Members of the committees and their chairmen are appointed at the statutory Board meeting for a period of one year at a time. Work in the committees is carried out based on the instructions that are produced for each committee. The work of these committees is primarily preparatory and advisory in each area. However, the Board can delegate the decision-making authority to the committees for certain issues.
The Remuneration Committee shall support the Board of Directors with proposals, advice, and preparation in regard to issues of remuneration principles for the CEO and other senior management, and individual remuneration to the CEO in accordance with the guidelines for remuneration for senior management that is adopted by the Annual General Meeting.
These principles include the relationship between fixed and any variable remuneration, and the relationship between performance and remuneration, the general terms for any bonus and incentive programs, and the general terms for other benefits, pensions, notice of termination, and severance pay. The Board of Directors is also responsible as a whole for establishing remuneration levels and other employment terms for the CEO. Share-related incentive programs for Group management are adopted by the annual general meeting.

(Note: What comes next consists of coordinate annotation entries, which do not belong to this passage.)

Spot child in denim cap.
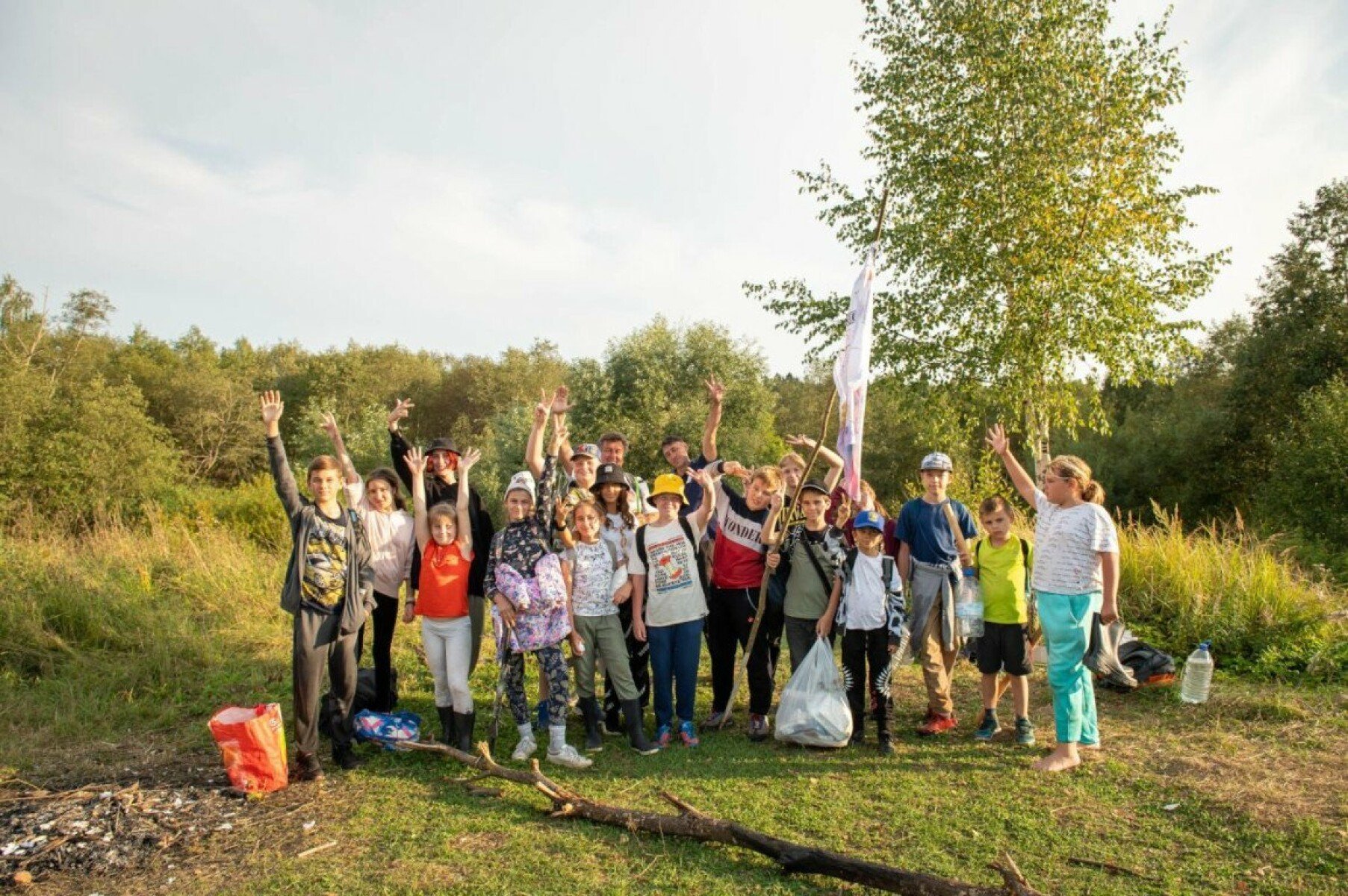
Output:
[836,511,903,756]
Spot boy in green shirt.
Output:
[972,496,1034,747]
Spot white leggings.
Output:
[422,616,473,713]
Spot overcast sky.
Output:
[0,0,1348,372]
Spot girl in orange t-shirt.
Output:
[403,447,481,752]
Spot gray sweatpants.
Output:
[290,606,356,753]
[576,613,640,700]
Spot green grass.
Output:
[0,523,1348,896]
[1119,508,1348,683]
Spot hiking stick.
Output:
[715,390,839,730]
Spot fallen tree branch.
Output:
[397,741,1043,896]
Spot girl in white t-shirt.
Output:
[988,423,1119,772]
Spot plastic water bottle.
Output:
[1179,641,1212,703]
[954,569,983,638]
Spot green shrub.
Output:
[1119,508,1348,682]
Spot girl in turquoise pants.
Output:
[988,424,1119,772]
[1035,591,1104,747]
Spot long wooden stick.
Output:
[397,741,1042,896]
[717,390,839,730]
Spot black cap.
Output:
[426,435,459,455]
[801,479,829,497]
[591,464,627,492]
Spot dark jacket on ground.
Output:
[267,435,375,635]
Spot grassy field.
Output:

The committee shall also support the Board of Directors in monitoring the system through which the company complies with disclosure requirements stipulated by legislation, market regulations, and the Code in regard to information related to remuneration of the CEO and other senior managers.
The committee shall also monitor and assess any ongoing or concluded incentive programmes for variable remunerations to the CEO and other senior managers; evaluate compliance with the guidelines for remuneration to the CEO and other senior managers adopted by the general meeting well as the current structure and levels of remuneration.
The Audit Committee is tasked with monitoring the company’s financial reporting and the effectiveness of internal controls and
risk management in the company, and internal audits as necessary.
The committee shall also keep itself informed of the audit of the annual accounts and consolidated accounts, as well as the conclusions of the auditor’s quality control, inform the Board of the results of the audit, how the audit contributed to the reliability of the financial reporting, and the function that the committee has had.
The committee shall also monitor and review the auditor’s independence and impartiality, and especially follow whether the auditor provides other services than purely auditing services to the company. The committee also contributes proposals for the general meeting’s decision on the selection of auditors.